Protesters took to the streets again on Wednesday night, and students marched in the capital, Ankara on Thursday morning, March 27th, only to be met by the police who used pepper spray, plastic pellets, and water cannons to disperse them.

Authorities have arrested more than 1,400 people so far in what have been labelled as the largest demonstrations against President Recep Tayyip Erdoğan for more than a decade.

The main opposition Republican People’s Party (CHP) said their next major gathering is planned for Saturday.

The party’s contender for the presidential elections in 2028, Istanbul Mayor Ekrem İmamoğlu, was arrested last Wednesday on charges of corruption and links to the Kurdistan Workers’ Party (PKK), a group classified as a terrorist organisation by Turkey and its allies. He has been interrogated, jailed, and stripped of his mayoralty as a result of the investigation.

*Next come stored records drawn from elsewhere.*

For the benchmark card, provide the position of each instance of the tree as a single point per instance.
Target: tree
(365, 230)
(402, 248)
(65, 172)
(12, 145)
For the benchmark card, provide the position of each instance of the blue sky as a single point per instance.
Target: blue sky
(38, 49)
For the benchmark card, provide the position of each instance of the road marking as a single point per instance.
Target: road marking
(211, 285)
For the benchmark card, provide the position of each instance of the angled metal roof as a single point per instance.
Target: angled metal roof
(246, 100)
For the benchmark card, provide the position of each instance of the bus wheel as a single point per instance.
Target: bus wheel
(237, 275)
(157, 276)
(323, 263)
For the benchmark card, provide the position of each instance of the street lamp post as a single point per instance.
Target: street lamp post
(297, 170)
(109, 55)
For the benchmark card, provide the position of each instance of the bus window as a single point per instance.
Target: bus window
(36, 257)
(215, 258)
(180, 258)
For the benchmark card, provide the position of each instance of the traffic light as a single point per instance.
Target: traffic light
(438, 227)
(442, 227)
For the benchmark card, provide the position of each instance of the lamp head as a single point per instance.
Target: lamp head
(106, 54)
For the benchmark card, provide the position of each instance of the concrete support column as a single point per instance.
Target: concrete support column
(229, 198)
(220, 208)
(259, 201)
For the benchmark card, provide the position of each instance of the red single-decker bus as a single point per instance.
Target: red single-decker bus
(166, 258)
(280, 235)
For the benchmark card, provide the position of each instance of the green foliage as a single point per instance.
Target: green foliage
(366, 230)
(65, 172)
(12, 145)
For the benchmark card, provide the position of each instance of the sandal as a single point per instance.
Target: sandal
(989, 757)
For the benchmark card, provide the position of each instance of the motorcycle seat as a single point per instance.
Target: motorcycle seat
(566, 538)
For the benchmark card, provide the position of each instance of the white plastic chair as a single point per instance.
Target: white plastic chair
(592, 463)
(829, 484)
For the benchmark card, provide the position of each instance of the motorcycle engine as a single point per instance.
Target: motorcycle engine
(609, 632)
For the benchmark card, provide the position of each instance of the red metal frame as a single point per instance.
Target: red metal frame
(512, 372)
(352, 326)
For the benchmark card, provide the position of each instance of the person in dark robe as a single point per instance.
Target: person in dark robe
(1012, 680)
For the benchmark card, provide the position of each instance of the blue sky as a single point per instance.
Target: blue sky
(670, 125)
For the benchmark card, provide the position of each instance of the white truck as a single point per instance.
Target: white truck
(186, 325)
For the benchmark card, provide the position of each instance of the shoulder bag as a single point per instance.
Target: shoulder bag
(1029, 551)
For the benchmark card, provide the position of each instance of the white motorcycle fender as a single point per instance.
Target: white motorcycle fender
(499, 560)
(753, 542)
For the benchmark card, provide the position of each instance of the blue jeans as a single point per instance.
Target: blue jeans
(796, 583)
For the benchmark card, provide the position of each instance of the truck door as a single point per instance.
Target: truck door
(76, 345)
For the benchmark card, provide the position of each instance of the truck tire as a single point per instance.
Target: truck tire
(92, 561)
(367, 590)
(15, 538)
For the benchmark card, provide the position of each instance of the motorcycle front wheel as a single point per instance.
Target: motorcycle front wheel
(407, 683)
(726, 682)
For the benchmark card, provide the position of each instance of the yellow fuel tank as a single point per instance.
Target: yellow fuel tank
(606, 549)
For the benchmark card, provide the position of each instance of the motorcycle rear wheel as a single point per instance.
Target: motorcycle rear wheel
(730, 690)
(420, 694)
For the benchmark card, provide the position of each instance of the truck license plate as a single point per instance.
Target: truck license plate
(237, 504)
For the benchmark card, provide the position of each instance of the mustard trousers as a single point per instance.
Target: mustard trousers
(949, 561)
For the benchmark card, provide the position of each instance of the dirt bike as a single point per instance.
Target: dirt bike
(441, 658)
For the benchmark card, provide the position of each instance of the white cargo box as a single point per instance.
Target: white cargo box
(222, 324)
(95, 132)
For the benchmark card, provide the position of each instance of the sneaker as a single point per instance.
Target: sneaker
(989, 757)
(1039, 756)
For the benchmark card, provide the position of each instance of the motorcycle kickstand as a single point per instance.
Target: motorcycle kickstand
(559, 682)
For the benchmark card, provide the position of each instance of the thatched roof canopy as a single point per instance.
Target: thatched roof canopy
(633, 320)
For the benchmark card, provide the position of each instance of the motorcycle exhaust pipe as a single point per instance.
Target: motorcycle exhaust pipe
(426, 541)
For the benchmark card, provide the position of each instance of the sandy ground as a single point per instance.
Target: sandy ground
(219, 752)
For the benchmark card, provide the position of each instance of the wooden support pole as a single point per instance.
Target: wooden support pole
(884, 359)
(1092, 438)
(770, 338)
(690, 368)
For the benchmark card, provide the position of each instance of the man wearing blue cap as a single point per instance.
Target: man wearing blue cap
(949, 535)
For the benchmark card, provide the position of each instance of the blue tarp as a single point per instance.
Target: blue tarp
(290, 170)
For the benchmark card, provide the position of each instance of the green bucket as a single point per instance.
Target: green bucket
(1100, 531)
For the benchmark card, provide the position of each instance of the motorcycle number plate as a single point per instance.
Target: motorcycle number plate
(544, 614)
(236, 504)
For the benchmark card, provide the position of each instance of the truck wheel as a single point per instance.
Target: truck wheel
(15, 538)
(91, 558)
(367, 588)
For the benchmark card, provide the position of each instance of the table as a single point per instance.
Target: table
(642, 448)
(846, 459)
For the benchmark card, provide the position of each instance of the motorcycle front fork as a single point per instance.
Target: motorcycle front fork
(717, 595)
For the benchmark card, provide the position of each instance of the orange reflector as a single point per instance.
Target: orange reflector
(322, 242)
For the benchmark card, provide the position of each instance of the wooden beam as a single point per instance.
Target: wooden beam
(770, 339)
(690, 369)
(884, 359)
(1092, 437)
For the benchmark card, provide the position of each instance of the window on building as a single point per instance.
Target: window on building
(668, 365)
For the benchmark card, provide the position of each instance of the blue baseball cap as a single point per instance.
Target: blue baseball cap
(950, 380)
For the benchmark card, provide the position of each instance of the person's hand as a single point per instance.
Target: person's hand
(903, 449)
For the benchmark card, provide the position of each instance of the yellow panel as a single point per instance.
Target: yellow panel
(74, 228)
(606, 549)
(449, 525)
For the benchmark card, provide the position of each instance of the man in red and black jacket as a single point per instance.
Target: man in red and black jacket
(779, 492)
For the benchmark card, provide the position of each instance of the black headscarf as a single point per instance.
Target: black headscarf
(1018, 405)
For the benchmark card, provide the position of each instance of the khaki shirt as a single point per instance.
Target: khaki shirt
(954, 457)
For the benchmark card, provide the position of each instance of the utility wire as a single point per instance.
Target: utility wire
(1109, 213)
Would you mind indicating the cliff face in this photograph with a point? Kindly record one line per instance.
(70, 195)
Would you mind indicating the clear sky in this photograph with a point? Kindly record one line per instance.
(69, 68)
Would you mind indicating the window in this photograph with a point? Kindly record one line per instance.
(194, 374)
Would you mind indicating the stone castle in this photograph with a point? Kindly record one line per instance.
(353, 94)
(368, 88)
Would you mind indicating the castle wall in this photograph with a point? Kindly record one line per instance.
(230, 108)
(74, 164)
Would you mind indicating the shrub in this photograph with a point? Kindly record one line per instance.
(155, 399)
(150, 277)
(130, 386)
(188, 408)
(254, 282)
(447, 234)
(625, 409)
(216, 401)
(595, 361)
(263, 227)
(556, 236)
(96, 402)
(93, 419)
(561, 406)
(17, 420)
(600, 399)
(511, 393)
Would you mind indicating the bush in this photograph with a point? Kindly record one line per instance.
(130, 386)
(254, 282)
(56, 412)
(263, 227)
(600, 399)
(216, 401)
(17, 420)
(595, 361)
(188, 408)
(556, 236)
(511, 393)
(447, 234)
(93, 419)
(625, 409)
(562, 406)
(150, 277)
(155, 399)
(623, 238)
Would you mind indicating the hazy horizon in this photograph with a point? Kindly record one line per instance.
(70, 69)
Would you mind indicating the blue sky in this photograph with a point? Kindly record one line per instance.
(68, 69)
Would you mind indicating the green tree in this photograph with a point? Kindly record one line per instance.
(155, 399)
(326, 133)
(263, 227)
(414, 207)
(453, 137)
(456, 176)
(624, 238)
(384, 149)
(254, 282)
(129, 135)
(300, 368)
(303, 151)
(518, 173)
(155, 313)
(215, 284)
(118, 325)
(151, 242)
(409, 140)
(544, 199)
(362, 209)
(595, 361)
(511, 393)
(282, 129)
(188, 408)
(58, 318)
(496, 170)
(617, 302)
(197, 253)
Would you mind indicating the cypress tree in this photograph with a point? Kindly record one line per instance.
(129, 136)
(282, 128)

Justice Minister Yılmaz Tunç said on Thursday that the arrest was based on criminal reports and the gravity of allegations against him, and was not linked to the timing of the CHP’s selection of İmamoğlu on Sunday as its presidential candidate.

Recep Tayyip Erdoğan, who has ruled Turkey since 2003—first as prime minister and then as president—has called the protests a “provocation” by the opposition “to disturb the peace of the nation and polarise our people.”

But the opposition sees the arrest as an attempt by the government to get rid of its main political rival.

The evidence against İmamoğlu has not been officially disclosed. Many Turkish media outlets have reported that it is largely based on “secret witnesses.” The use of such testimony has been seen in previous criminal cases against opposition politicians.

CHP leader Özgür Özel said on Wednesday that the crackdown would only strengthen the protest movement. “Our numbers won’t decrease with the detentions and arrests. We will grow and grow!” he warned.

Istanbul’s opposition-run city council on Wednesday elected an interim mayor, Nuri Aslan, to prevent the government from appointing a trustee to run the city, as it has done in several other cities.

The CHP also plans to convene an extraordinary congress on April 6th to prevent authorities from appointing a trustee to run the party after prosecutors launched a probe into alleged irregularities around its last congress in 2023.